Special provisions apply to certain sectors of employment:

  • mobile workers *and offshore activities: provisions on daily rest, breaks, weekly rest and night work do not apply to mobile workers, but Member States guarantee adequate rest in line with guidelines provided by the Directive. Reference periods for offshore workers may be extended to twelve months for calculating the maximum weekly working hours;
  • workers on board fishing vessels: provisions on daily rest, maximum weekly working time and night work do not apply to workers on board a fishing vessel of a Member State, but average weekly working time must not exceed 48 hours over a reference period of one year. Maximum working time is 14 hours in any 24-hour period and 72 hours in any seven-day period.

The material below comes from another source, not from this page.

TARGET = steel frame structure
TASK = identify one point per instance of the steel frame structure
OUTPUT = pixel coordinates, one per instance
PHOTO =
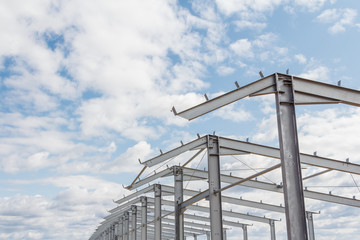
(289, 91)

Minimum hours of rest are ten hours daily and 77 hours weekly Maximum hours in both these areas are laid down by national provisions, collective agreements and agreements with the social partners. The Commission will review the provisions in this field no later than 2009;
  • doctors in training: a transitional period of five years as of 1 August 2004 has been arranged for doctors in training. In the first three years of this period, weekly working time must not exceed an average of 58 hours. In the following two years it must not exceed an average of 56 hours. A sixth transition year may be granted to some Member States and, in this case, weekly working time must not exceed an average of 52 hours. At the end of this transition period the ceiling will be 48 hours per week.

The Member States and the Commission report every five years on the practical implementation of the Directive.

Key terms used in the act
·         Working time: any period during which the worker is working, at the employer’s disposal and carrying out his activity or duties, in accordance with national laws and/or practice;

·         Rest period: any period which is not working time;

·         Night time: any period of not less than seven hours, as defined by national law, and which must include, in any case, the period between midnight and 05.00;

·         Night worker:
a. on the one hand, any worker, who, during night time, works at least three hours of his daily working time as a normal course;
b. on the other, any worker who is likely during night time to work a certain proportion of his annual working time, as defined at the choice of the Member State concerned:

·         by national legislation, following consultation with the two sides of industry; or

·         by collective agreements or agreements concluded between the two sides of industry at national or regional level;

·         Mobile worker: any worker employed as a member of travelling or flying personnel by an undertaking which operates transport services for passengers or goods by road, air or inland waterway;

·         Offshore work: work performed mainly on or from offshore installations (including drilling rigs), directly or indirectly in connection with the exploration, extraction or exploitation of mineral resources, including hydrocarbons, and diving in connection with such activities, whether performed from an offshore installation or a vessel;

·         Adequate rest: this means that workers have regular rest periods, the duration of which is expressed in units of time and which are sufficiently long and continuous to ensure that they do not, as a result of fatigue or other irregular working patterns, cause injury to themselves, to fellow workers or to others and that they do not damage their health, either in the short term or in the longer term.